Bank of America accroît ses ambitions en termes de réduction de coûts
Au sein d’un environnement bancaire difficile marqué par la faiblesse des taux d’intérêt et le durcissement de la réglementation, Bank of America (BoA) mise sur les réductions de coûts pour soutenir sa rentabilité. La banque américaine, qui a annoncé hier passer à la deuxième phase du plan annoncé en septembre 2011, vise 3 milliards de dollars (2,4 milliards d’euros) de réductions annuelles supplémentaires, portant leur montant global à 8 milliards de dollars à horizon 2015.
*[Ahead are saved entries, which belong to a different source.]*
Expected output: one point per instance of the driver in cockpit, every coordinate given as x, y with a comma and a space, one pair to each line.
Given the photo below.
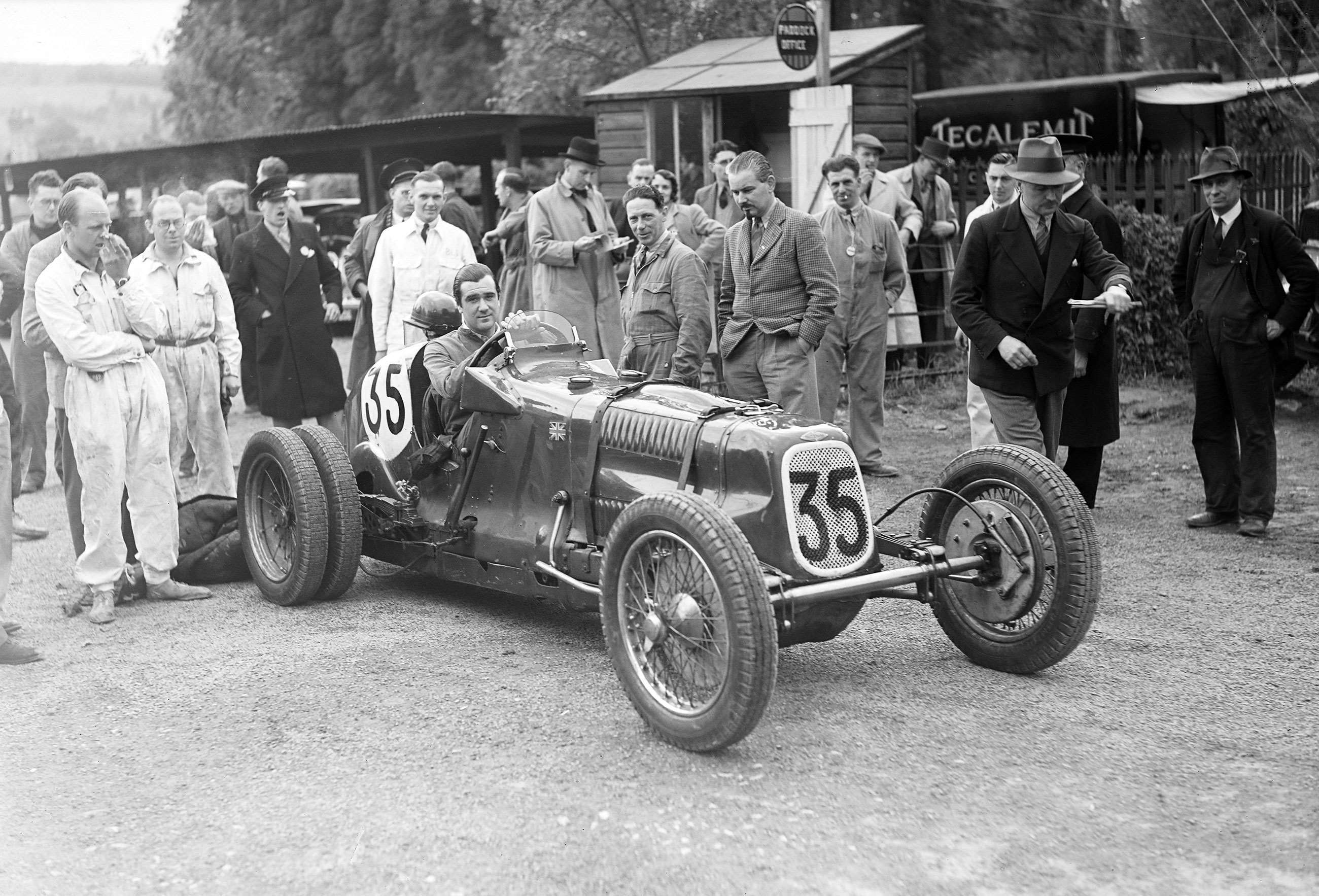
447, 357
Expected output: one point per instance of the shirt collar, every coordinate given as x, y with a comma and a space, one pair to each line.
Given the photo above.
1230, 217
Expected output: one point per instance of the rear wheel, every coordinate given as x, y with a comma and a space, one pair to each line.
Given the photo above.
687, 621
1029, 616
343, 507
283, 516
Cette nouvelle vague de réductions sera centrée sur les activités de banque d’investissement et de gestion de fortune et vise à supprimer 11% de la base de coûts initiale de ces pôles. Sur les 5 milliards de dollars de réductions annuelles initialement visés, qui concernent principalement la banque de détail, BoA s’est dit confiant sur le dépassement de l’objectif fixé à un milliard d’ici fin 2012.
Alors que 30.000 suppressions de postes (soit 10% des effectifs) sont également prévues dans le cadre de ce plan, Credit Suisse a indiqué que les effectifs avaient été réduits de 3.228 sur le trimestre et de 12.624 sur un an.
Sur le deuxième trimestre, BoA a enregistré un bénéfice de 2,5 milliards de dollars, contre une perte un an plus tôt de 8,8 milliards de dollars engendrée par des provisions et charges exceptionnelles de 20,7 milliards de dollars sur le portefeuille de créances immobilières.
Si le bénéfice par action de 0,2 dollar se révèle supérieur aux attentes, les revenus, qui sont passés de 13,5 à 22,2 milliards de dollars, se sont établis légèrement en dessous des estimations. Les provisions sur pertes de crédit, qui s’établissaient à 3,3 milliards de dollars au deuxième trimestre 2011, ont reculé à 1,8 milliard de dollars, leur plus bas niveau depuis le premier trimestre 2007.
Dans la banque de détail, le bénéfice a toutefois été divisé par plus de deux, passant de 2,5 à 1,2 milliard de dollars, les provisions ayant bondi de 400 millions à 1,1 milliard de dollars. BoA a par ailleurs indiqué avoir pâti de la nouvelle réglementation sur la limitation des frais facturés sur cartes de crédit (Durbin amendment).
Dans le domaine des prêts immobiliers, la perte a été réduite à 768 millions de dollars, contre 1,1 milliard trois mois plus tôt et 14,5 milliards un an auparavant. Les provisions ont reculé sur un an de 1,5 milliard à 186 millions de dollars.